Imagen SEM 1000x. comparativa de un sustrato sin (izq) y con (der) la aplicación de un AFC. Se observa el cambio de la rugosidad y la homogeneización de la superficie.


Estados de lubricación y principios de funcionamiento de los Anti-friction Coatings (AFC)

1. Estado de lubricación hidrodinámica

2. Estado de lubricación mixta

3. Estado de lubricación límite: excelente para los Anti-friction Coating (AFC)antifriction coating

Los Anti-friction Coatings (AFC) son particularmente efectivos en los estados de fricción límite y también son buenos bajo condiciones de fricción mixta, como se ilustra en el diagrama de Stribeck (ver a la derecha). En estas dos estados, no se posible realizar una lubricación hidrodinámica fluida y se produce el contacto directo entre las superficies, con su posterior desgaste. Los lubricantes sólidos se adhieren a la superficie por la fuerza de cohesión de la resina y, de esta manera, las superficies están siempre separadas por una película lubricante seca efectiva, muy resistente incluso bajo condiciones de velocidades muy bajas, movimientos oscilantes, altas cargas y ambientes agresivos.

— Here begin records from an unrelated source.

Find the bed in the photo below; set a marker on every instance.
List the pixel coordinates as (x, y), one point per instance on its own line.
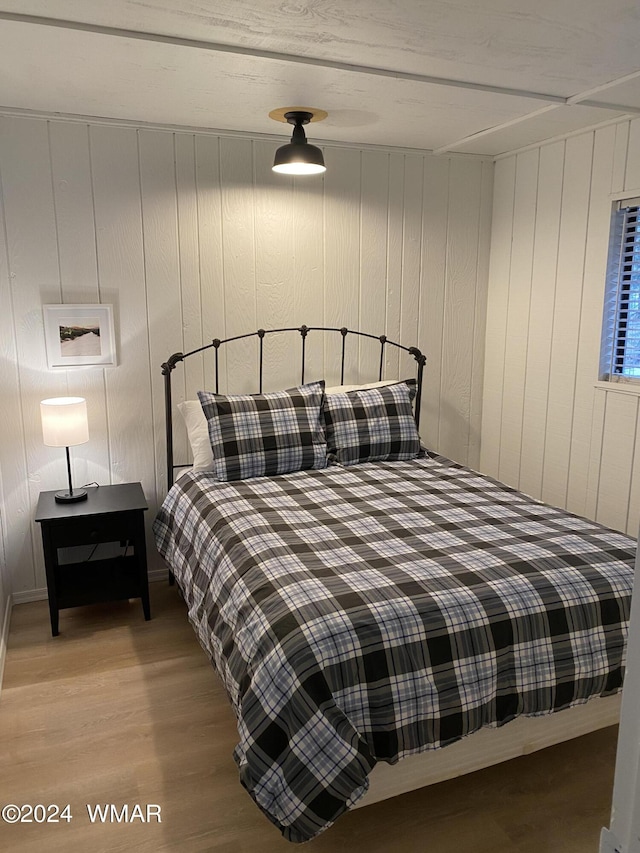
(389, 619)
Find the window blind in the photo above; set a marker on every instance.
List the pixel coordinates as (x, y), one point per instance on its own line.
(620, 354)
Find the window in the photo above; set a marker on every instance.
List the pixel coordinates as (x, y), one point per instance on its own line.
(620, 352)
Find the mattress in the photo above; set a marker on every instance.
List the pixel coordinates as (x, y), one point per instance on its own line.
(366, 613)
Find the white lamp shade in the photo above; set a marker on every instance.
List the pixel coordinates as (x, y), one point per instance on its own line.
(64, 421)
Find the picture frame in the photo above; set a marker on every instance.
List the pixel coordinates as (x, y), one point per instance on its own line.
(79, 335)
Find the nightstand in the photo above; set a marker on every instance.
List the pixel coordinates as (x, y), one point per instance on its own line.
(111, 514)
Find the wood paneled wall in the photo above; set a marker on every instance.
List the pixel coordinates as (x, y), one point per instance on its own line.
(549, 428)
(190, 237)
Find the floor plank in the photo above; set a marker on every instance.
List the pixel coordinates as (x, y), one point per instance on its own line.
(123, 711)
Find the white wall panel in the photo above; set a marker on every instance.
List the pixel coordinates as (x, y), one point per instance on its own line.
(576, 444)
(191, 237)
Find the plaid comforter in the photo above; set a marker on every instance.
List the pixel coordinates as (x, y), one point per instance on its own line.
(364, 613)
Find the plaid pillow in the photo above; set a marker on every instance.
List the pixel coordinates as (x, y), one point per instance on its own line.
(253, 435)
(372, 425)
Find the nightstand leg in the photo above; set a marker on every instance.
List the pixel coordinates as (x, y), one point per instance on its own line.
(50, 564)
(54, 613)
(141, 550)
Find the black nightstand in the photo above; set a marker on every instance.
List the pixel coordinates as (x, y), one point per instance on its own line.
(110, 514)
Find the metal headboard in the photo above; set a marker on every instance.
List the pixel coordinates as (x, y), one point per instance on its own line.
(169, 365)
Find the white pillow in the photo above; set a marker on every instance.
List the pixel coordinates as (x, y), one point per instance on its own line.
(343, 389)
(198, 434)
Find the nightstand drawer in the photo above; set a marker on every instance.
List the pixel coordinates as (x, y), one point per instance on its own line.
(95, 528)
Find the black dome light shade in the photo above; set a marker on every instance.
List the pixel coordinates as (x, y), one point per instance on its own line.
(299, 157)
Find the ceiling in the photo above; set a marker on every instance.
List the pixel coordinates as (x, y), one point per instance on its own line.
(442, 75)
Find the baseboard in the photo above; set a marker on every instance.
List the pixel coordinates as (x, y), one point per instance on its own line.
(4, 635)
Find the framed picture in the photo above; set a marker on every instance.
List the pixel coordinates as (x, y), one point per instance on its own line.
(79, 335)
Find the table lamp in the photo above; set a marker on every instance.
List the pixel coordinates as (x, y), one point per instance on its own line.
(64, 424)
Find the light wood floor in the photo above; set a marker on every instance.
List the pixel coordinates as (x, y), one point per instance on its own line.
(116, 710)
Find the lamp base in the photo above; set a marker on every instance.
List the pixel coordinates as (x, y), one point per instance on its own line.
(68, 497)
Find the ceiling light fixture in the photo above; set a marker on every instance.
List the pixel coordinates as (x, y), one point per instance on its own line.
(298, 157)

Los revestimientos antifricción (AFC) también pueden soportar eficazmente la lubricación hidrodinámica durante las condiciones de rodaje y garantizar las propiedades de funcionamiento de emergencia sin que la aplicación entre en criticidad en caso de rotura de la película hidrodinámica.


Ventajas de los Anti-friction Coatings (AFC)

  • Lubricación limpia y seca.
  • Minimizan la fricción y el desgaste mediante lubricación de larga vida.
  • Garantizan coeficientes de fricción (CoF) muy reducidos con muy poca variabilidad.
  • Se pueden utilizar bajo condiciones extremas, como p.ej. muy alta temperatura, cargas elevadas y condiciones de vacío.
  • Particularmente eficaces en ambientes polvorientos o en entornos de trabajo con partículas en suspensión.
  • Suponen una barrera física de protección resistente a los mecanismos que favorecen los procesos corrosivos.
  • En muchos de ellos, secado y curado a temperatura ambiente y en apenas unos minutos.
  • En otros casos, el curado por calor garantiza un anclaje más robusto y mejor resistencia anticorrosiva.
  • La resistencia térmica oscila, dependiendo del tipo, de -200 °C hasta +650 °C.
  • En muchos casos, lubricación permanente sin aceite y grasa.
  • Refuerzan la lubricación por aceite o grasa y con ello un mejor rodaje de los componentes mecánicos y de las características de funcionamiento en condiciones irregulares.
  • Existen recubrimientos antifricción (AFC) específicos para todo tipo de materiales, como metales, plásticos, elastómeros, pieles y madera.
  • Periodo de almacenamiento prolongado sin envejecimiento.
  • Se pueden hacer recubrimientos resistentes a aceites minerales y productos químicos.
  • Su aplicación es limpia, no se ensucian los puntos de fricción ni el entorno de trabajo.
  • Algunos de ellos son transparentes, otros ofrecen una apariencia decorativa.
  • Evita el desgaste por vibración (corrosión de contacto).
  • Con una aplicación correcta, se garantizan capas finas de lubricante (de entre 5 – 30 µm).
  • Apenas modifican la geometría de los sustratos sobre los que se los aplica.
  • Su capacidad de cubrimiento superficial media es de unos 15 m2/kg
  • Se pueden reaplicar sobre el mismo recubrimiento, recuperando sus propiedades.
  • No hay fragilidad por hidrógeno.
  • Mejora las posibilidades de montaje de elementos mecánicos
  • Minimiza el mantenimiento y los paros de producción.
  • Extienden los periodos de relubricación.
  • Minimizan los costes económicos.

Métodos de aplicación 

Dependiendo de la naturaleza de las piezas que se están recubrinedo y del acabado superficial requerido, como ocurre con las pinturas, se pueden aplicar anti-friction coatings (AFC) mediante pulverización, por inmersión o mediante el uso de pistolas aerográficas. Siempre es recomendable un pretratamiento superficial de los sustratos para homogeneizar la rugosidad y favorecer un anclaje optimizado. En el caso de un recubrimiento parcial de los componentes, se recomienda el uso de plantillas protectoras o una película protectora extraíble. Estos deben ser eliminados antes de curar.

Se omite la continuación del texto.